Getting back to the bravery it takes to ask for help. I think it's so true of motherhood. It got me thinking. Why is it so hard to ask for help?
I think that for myself, I'm afraid of rejection. Of the person saying no, or even worse, saying yes, but then helping me in a huffy way.
Then of course, they might say yes, but bull doze me and do it their way, which might be miles away from how I would do it. Then I might feel I've got to do it again but won't have the energy.
I guess that for braver and bolder souls than me, there might be a
tension within, to not appear that they aren't able to do something. Perhaps some of us would feel it was an admission of failure or weakness. Our friend the horse has something to say about this; asking for help, can be seen as refusal to give up.
Perhaps it's not that deep at all. It's quicker and simpler to do things ourselves. Asking for help takes energy to: firstly choosing someone; then working out if they can do the task well enough; wondering if they're likely to be available and willing; and, finally, being comfortable that we won't be putting them out too much. This is a lot of thought to go through in the sleep deprived parts of motherhood!
I think making an actual list of those around us who could help us with our new baby is helpful. How often are they available? What skills do they have? Some people might be best placed to cuddle your baby while you have a nap or a shower; others are better off going to the shops for you; still others are best placed to bring a meal for your freezer. Having a little think about your support network before the birth is helpful, but anytime is good.

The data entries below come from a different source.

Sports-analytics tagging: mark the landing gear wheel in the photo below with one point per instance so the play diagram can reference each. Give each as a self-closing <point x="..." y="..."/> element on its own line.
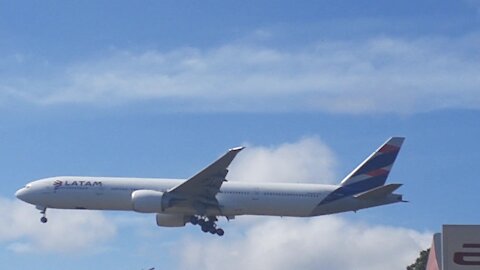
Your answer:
<point x="220" y="232"/>
<point x="194" y="220"/>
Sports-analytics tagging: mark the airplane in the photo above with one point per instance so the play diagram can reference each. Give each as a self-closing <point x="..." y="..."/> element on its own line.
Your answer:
<point x="207" y="195"/>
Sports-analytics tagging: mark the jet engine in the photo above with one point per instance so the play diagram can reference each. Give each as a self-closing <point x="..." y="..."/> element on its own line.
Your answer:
<point x="149" y="201"/>
<point x="171" y="220"/>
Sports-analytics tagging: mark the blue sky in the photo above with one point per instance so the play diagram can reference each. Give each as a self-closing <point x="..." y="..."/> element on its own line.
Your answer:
<point x="162" y="88"/>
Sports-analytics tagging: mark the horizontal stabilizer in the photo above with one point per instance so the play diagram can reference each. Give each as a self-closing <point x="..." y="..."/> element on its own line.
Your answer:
<point x="379" y="192"/>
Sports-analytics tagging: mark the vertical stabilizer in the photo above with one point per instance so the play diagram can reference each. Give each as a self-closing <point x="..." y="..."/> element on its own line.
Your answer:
<point x="373" y="172"/>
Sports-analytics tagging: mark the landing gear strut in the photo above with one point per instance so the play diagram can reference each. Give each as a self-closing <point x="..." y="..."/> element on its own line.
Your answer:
<point x="43" y="211"/>
<point x="207" y="224"/>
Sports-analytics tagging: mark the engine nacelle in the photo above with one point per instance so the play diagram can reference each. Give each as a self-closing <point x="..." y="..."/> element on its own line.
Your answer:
<point x="149" y="201"/>
<point x="171" y="220"/>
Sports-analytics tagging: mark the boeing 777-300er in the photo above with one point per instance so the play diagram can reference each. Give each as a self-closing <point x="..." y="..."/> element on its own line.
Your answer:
<point x="207" y="195"/>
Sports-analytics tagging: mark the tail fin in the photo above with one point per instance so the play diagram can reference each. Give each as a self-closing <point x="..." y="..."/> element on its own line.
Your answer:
<point x="373" y="172"/>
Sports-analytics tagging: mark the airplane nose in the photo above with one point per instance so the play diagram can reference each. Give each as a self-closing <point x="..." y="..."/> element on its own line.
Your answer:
<point x="20" y="194"/>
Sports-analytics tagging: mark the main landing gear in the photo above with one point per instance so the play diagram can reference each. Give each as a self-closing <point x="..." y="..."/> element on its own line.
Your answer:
<point x="207" y="224"/>
<point x="43" y="211"/>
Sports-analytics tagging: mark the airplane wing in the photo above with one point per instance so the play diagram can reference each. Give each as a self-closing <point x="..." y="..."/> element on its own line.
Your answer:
<point x="203" y="186"/>
<point x="378" y="193"/>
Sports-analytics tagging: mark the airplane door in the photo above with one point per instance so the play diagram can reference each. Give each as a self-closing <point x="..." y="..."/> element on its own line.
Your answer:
<point x="256" y="195"/>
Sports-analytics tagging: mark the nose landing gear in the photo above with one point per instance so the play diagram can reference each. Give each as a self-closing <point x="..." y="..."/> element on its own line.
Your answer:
<point x="207" y="224"/>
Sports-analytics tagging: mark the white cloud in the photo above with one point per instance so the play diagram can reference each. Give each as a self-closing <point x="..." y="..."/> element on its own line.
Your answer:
<point x="382" y="74"/>
<point x="66" y="230"/>
<point x="329" y="242"/>
<point x="317" y="243"/>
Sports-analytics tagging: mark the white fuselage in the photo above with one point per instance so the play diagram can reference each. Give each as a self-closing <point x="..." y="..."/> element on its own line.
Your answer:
<point x="234" y="198"/>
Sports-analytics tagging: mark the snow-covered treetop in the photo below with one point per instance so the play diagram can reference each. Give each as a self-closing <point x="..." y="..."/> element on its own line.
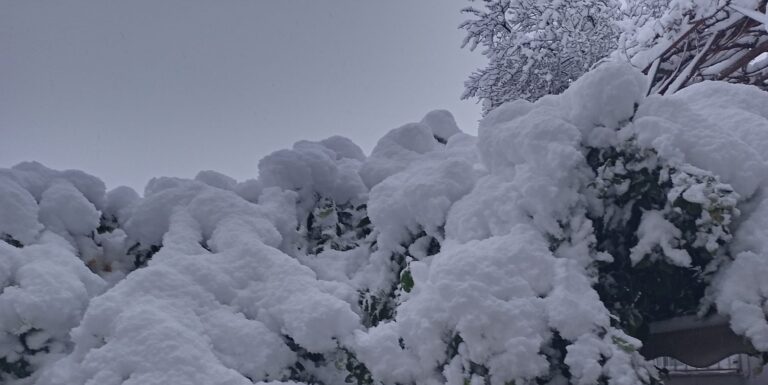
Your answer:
<point x="535" y="47"/>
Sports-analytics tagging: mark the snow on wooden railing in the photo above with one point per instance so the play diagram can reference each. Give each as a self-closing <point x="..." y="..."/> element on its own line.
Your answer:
<point x="695" y="342"/>
<point x="730" y="45"/>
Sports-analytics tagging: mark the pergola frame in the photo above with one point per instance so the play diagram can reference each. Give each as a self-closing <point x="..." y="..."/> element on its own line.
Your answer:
<point x="722" y="46"/>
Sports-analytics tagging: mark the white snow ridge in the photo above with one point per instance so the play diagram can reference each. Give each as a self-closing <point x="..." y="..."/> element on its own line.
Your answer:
<point x="440" y="258"/>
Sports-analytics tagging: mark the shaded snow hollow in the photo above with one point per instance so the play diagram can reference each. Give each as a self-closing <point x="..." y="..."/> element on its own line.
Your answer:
<point x="233" y="295"/>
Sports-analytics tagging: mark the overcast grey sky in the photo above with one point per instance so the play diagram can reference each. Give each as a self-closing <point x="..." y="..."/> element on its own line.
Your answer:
<point x="130" y="89"/>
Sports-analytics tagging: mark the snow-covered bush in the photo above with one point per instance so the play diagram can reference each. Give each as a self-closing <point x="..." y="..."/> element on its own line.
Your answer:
<point x="48" y="223"/>
<point x="537" y="252"/>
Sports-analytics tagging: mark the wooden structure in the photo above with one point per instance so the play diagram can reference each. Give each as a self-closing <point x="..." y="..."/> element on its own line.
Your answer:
<point x="696" y="351"/>
<point x="729" y="45"/>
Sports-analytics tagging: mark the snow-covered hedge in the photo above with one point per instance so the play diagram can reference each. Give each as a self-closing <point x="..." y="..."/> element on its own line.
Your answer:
<point x="522" y="255"/>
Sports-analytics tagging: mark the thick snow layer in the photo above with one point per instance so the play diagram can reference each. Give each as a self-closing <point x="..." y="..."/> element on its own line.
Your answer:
<point x="18" y="212"/>
<point x="404" y="145"/>
<point x="228" y="294"/>
<point x="216" y="179"/>
<point x="44" y="290"/>
<point x="315" y="167"/>
<point x="418" y="198"/>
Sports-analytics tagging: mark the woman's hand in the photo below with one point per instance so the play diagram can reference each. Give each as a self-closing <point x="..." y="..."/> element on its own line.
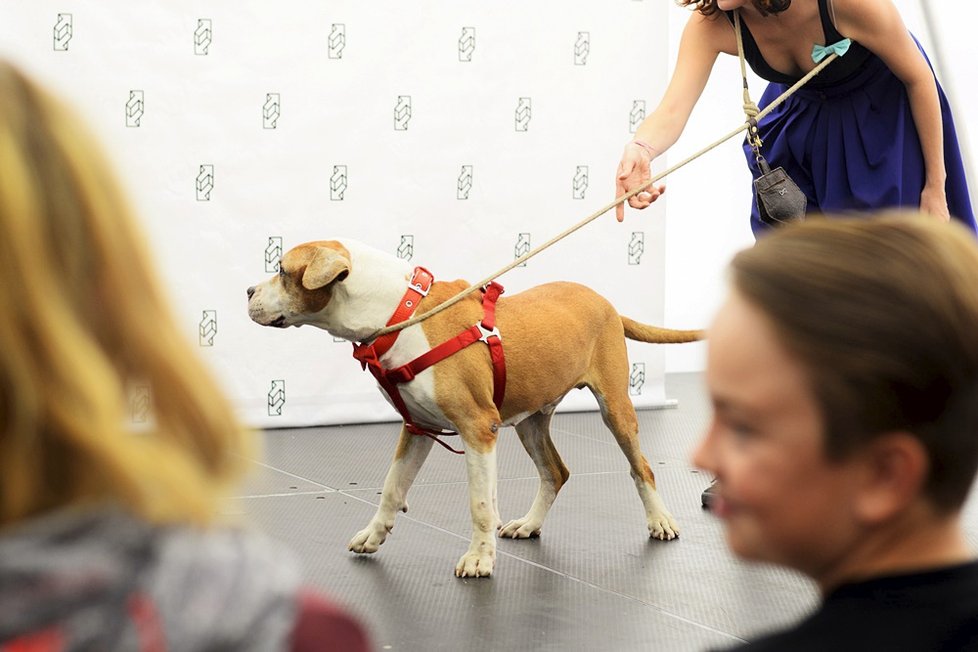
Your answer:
<point x="634" y="171"/>
<point x="933" y="202"/>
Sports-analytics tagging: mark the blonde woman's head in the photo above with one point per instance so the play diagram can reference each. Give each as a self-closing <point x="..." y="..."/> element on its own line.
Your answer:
<point x="83" y="321"/>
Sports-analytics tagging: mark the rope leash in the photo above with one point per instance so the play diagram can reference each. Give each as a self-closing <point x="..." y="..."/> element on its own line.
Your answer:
<point x="417" y="319"/>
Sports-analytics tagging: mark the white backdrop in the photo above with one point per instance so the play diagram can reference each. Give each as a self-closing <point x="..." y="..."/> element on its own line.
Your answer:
<point x="454" y="133"/>
<point x="338" y="69"/>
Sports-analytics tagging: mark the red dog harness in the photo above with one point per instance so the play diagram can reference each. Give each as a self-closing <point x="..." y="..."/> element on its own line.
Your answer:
<point x="485" y="331"/>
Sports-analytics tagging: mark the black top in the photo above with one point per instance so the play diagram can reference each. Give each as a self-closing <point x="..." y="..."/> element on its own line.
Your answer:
<point x="837" y="71"/>
<point x="930" y="611"/>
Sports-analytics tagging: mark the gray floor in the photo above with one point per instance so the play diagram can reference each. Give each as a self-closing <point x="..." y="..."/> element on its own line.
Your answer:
<point x="592" y="581"/>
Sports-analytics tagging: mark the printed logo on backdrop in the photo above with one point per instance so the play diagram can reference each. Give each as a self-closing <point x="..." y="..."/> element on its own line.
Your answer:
<point x="337" y="41"/>
<point x="522" y="247"/>
<point x="276" y="398"/>
<point x="636" y="247"/>
<point x="579" y="186"/>
<point x="271" y="111"/>
<point x="203" y="36"/>
<point x="523" y="114"/>
<point x="405" y="250"/>
<point x="582" y="47"/>
<point x="466" y="44"/>
<point x="134" y="109"/>
<point x="636" y="379"/>
<point x="337" y="183"/>
<point x="636" y="115"/>
<point x="273" y="254"/>
<point x="402" y="112"/>
<point x="208" y="328"/>
<point x="205" y="182"/>
<point x="464" y="185"/>
<point x="64" y="29"/>
<point x="139" y="403"/>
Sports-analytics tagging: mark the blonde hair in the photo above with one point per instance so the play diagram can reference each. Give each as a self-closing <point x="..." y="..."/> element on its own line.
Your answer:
<point x="883" y="313"/>
<point x="83" y="318"/>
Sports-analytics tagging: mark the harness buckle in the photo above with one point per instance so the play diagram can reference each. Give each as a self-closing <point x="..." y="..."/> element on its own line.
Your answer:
<point x="487" y="333"/>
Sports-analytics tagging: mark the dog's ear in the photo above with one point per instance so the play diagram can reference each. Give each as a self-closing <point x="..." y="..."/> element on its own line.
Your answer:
<point x="326" y="265"/>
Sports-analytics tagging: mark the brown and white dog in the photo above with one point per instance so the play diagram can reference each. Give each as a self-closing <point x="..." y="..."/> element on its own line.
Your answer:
<point x="556" y="337"/>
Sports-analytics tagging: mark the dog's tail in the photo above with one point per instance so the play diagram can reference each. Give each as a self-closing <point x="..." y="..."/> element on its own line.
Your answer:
<point x="655" y="335"/>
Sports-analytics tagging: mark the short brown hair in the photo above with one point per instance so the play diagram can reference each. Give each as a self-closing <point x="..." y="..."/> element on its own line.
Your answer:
<point x="883" y="314"/>
<point x="709" y="7"/>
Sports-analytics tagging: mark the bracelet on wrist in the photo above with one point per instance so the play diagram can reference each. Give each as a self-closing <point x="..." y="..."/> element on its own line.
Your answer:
<point x="653" y="152"/>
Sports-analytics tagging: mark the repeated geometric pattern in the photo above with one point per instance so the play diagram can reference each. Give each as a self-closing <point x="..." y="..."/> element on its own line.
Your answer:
<point x="455" y="134"/>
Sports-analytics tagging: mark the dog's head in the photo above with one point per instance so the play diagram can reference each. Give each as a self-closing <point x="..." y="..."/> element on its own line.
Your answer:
<point x="307" y="278"/>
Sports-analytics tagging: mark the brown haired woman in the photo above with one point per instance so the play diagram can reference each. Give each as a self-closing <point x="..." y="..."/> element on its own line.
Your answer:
<point x="843" y="372"/>
<point x="873" y="130"/>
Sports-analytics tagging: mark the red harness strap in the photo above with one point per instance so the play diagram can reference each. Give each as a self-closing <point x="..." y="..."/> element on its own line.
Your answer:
<point x="485" y="331"/>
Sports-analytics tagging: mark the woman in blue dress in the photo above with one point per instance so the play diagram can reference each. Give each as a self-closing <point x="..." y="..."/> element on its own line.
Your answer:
<point x="873" y="130"/>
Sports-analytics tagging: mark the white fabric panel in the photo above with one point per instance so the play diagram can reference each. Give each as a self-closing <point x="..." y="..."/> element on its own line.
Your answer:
<point x="455" y="133"/>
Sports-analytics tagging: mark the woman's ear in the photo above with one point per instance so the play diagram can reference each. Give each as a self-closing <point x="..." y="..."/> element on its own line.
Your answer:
<point x="894" y="470"/>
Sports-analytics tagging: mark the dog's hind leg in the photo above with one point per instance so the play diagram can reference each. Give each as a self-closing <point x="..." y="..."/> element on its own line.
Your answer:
<point x="534" y="433"/>
<point x="412" y="451"/>
<point x="619" y="415"/>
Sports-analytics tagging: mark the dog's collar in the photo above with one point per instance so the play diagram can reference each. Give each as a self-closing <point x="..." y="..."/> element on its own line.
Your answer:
<point x="418" y="287"/>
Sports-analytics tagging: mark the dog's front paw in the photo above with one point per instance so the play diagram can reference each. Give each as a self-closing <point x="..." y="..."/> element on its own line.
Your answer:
<point x="663" y="527"/>
<point x="476" y="564"/>
<point x="368" y="539"/>
<point x="521" y="528"/>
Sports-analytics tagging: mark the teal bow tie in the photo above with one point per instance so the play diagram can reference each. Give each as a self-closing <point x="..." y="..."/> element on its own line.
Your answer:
<point x="819" y="52"/>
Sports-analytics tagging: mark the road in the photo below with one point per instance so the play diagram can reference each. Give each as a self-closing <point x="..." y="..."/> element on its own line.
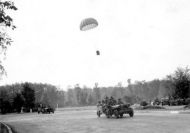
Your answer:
<point x="86" y="121"/>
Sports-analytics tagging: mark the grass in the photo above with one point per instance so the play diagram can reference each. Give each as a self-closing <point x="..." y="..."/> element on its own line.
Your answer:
<point x="85" y="121"/>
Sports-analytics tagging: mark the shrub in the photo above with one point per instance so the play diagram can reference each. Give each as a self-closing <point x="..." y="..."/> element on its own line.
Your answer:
<point x="143" y="103"/>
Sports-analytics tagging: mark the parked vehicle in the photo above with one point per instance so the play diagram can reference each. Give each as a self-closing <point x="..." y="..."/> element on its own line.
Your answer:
<point x="117" y="110"/>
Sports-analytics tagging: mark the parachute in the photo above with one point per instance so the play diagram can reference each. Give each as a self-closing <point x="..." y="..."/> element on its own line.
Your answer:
<point x="88" y="23"/>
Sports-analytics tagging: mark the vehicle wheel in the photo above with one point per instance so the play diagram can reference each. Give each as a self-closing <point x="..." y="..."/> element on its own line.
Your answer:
<point x="121" y="115"/>
<point x="116" y="113"/>
<point x="131" y="114"/>
<point x="98" y="113"/>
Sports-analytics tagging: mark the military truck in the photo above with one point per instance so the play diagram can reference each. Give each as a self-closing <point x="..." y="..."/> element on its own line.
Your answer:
<point x="45" y="110"/>
<point x="116" y="110"/>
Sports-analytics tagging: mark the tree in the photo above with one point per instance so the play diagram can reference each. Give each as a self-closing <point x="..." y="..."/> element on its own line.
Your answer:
<point x="181" y="81"/>
<point x="6" y="22"/>
<point x="29" y="96"/>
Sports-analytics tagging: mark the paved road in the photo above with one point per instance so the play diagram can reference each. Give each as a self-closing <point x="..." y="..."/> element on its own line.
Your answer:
<point x="85" y="121"/>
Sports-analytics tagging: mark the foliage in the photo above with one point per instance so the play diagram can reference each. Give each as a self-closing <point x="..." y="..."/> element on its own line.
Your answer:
<point x="181" y="82"/>
<point x="6" y="21"/>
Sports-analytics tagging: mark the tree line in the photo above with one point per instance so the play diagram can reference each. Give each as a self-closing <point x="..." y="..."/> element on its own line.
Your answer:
<point x="30" y="95"/>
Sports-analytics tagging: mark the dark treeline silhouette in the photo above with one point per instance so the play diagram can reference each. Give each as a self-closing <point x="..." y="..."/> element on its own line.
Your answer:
<point x="30" y="95"/>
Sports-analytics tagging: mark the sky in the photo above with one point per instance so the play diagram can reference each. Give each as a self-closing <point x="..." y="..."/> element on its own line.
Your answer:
<point x="137" y="39"/>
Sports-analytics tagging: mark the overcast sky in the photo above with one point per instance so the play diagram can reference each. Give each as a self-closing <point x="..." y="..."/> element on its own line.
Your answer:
<point x="137" y="39"/>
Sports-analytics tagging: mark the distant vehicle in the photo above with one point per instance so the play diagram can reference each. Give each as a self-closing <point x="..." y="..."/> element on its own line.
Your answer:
<point x="117" y="110"/>
<point x="46" y="110"/>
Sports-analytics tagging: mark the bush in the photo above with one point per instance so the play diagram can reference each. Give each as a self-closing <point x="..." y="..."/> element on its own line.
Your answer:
<point x="143" y="103"/>
<point x="187" y="101"/>
<point x="153" y="107"/>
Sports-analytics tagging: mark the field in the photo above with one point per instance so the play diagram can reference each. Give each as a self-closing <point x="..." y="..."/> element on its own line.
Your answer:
<point x="84" y="120"/>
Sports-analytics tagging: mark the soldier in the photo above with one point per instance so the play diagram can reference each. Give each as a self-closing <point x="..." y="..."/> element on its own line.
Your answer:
<point x="120" y="101"/>
<point x="99" y="106"/>
<point x="112" y="101"/>
<point x="106" y="100"/>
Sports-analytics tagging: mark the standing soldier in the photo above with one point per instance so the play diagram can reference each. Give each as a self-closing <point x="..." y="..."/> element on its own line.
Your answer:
<point x="120" y="101"/>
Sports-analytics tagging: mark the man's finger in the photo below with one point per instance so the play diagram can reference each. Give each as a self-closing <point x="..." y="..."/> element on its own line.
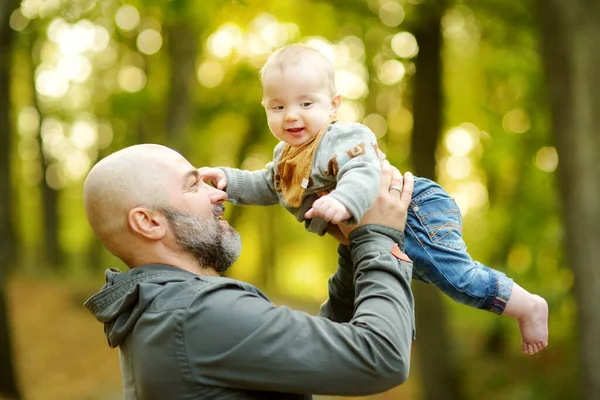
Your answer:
<point x="396" y="183"/>
<point x="407" y="188"/>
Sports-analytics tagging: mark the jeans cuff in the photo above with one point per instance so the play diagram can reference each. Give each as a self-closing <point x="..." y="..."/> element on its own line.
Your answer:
<point x="503" y="293"/>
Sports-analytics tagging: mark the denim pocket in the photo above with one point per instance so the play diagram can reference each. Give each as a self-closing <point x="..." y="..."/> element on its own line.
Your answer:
<point x="440" y="217"/>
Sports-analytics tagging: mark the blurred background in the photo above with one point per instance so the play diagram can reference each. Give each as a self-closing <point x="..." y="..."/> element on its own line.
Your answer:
<point x="496" y="100"/>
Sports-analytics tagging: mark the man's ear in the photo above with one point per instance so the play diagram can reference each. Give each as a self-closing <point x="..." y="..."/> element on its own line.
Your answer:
<point x="148" y="223"/>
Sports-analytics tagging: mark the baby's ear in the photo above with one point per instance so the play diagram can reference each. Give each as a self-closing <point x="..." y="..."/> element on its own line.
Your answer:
<point x="335" y="104"/>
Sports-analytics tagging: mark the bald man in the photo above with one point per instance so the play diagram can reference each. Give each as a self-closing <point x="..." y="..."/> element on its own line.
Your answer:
<point x="186" y="332"/>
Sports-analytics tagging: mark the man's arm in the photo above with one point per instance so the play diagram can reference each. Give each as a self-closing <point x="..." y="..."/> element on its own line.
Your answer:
<point x="339" y="307"/>
<point x="235" y="338"/>
<point x="251" y="187"/>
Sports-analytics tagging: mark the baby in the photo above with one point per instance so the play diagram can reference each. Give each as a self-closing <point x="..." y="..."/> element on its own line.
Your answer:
<point x="326" y="172"/>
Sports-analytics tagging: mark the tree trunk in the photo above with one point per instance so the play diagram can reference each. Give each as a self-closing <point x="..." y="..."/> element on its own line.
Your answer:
<point x="183" y="44"/>
<point x="53" y="256"/>
<point x="570" y="37"/>
<point x="8" y="382"/>
<point x="440" y="379"/>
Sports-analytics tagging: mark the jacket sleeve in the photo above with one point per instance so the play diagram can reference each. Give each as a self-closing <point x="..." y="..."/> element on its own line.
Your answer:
<point x="358" y="170"/>
<point x="236" y="338"/>
<point x="339" y="307"/>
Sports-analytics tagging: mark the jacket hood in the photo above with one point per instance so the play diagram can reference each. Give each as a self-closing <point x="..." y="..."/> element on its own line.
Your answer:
<point x="126" y="295"/>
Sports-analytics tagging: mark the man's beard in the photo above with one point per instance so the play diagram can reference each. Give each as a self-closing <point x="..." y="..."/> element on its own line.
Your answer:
<point x="206" y="239"/>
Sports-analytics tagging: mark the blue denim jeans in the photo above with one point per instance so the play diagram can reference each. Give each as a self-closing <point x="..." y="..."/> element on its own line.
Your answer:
<point x="434" y="243"/>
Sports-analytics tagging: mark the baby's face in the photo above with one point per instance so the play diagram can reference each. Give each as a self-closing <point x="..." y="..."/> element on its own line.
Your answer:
<point x="298" y="103"/>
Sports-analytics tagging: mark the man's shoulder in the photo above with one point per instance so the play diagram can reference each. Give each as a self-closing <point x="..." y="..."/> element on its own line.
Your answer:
<point x="202" y="290"/>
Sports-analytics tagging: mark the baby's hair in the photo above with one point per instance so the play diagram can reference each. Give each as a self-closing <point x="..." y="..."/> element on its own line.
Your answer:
<point x="295" y="54"/>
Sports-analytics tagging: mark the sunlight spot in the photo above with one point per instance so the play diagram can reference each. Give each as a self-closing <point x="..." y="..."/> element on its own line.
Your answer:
<point x="516" y="121"/>
<point x="29" y="148"/>
<point x="459" y="141"/>
<point x="127" y="17"/>
<point x="404" y="44"/>
<point x="222" y="43"/>
<point x="546" y="159"/>
<point x="458" y="167"/>
<point x="275" y="34"/>
<point x="105" y="135"/>
<point x="210" y="74"/>
<point x="476" y="191"/>
<point x="354" y="47"/>
<point x="76" y="39"/>
<point x="401" y="121"/>
<point x="28" y="121"/>
<point x="350" y="85"/>
<point x="324" y="47"/>
<point x="78" y="97"/>
<point x="76" y="165"/>
<point x="54" y="141"/>
<point x="131" y="79"/>
<point x="377" y="124"/>
<point x="101" y="39"/>
<point x="149" y="41"/>
<point x="30" y="8"/>
<point x="18" y="21"/>
<point x="351" y="111"/>
<point x="55" y="176"/>
<point x="256" y="46"/>
<point x="391" y="72"/>
<point x="391" y="14"/>
<point x="74" y="68"/>
<point x="56" y="29"/>
<point x="50" y="83"/>
<point x="31" y="173"/>
<point x="83" y="134"/>
<point x="519" y="258"/>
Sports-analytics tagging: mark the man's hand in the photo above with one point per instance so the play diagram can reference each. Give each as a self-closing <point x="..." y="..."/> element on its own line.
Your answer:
<point x="329" y="209"/>
<point x="215" y="176"/>
<point x="391" y="205"/>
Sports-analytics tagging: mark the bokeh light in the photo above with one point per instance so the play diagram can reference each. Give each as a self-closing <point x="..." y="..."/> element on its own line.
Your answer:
<point x="210" y="73"/>
<point x="391" y="14"/>
<point x="391" y="72"/>
<point x="149" y="41"/>
<point x="516" y="121"/>
<point x="546" y="159"/>
<point x="131" y="79"/>
<point x="404" y="44"/>
<point x="127" y="17"/>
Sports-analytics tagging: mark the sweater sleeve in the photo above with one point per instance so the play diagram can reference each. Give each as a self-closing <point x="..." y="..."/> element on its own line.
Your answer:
<point x="253" y="187"/>
<point x="235" y="338"/>
<point x="357" y="170"/>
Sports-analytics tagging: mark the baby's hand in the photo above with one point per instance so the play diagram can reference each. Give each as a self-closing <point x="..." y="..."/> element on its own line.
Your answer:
<point x="216" y="176"/>
<point x="329" y="209"/>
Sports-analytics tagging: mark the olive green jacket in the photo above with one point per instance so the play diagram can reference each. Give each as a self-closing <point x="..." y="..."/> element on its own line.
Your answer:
<point x="184" y="336"/>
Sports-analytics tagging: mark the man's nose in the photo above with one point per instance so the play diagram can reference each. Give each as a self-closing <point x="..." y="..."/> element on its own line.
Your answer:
<point x="217" y="195"/>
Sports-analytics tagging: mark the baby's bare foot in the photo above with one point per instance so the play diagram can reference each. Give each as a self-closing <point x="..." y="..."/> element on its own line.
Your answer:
<point x="534" y="327"/>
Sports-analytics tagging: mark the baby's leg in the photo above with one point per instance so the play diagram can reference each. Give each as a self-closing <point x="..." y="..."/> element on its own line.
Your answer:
<point x="434" y="243"/>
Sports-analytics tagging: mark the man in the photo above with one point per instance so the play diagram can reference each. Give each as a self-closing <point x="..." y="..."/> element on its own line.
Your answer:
<point x="185" y="332"/>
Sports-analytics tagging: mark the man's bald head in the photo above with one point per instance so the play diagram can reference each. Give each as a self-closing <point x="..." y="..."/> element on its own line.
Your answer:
<point x="129" y="178"/>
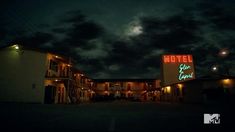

What if there are not enough people around you to make such a list? How could you tackle that? Can you pay a postnatal doula like Anna pictured here?
Could you ask for gift vouchers for a cleaner? Could you set up a 'collect and deliver' laundry service? If money is an obstacle, could you call Homestart and see if you're eligible for support? Could you contact a school of midwifery or nursery nursing and ask for some students to come and help you, whilst fulfilling their requirement of work experience? What about doing an NCT course to make friends or trying MUSH to meet likeminded mums. Do you need some extra support emotionally? Try signing up to the Blurt Foundation. PANDAS foundation is amazing for postnatal emotional and mental health. Your Midwife, Health Visitor and GP are very well placed to support with any concerns over emotional or mental health with a newborn too.
My final thought: Whenever you need to, Be brave, don't give up and ask for help.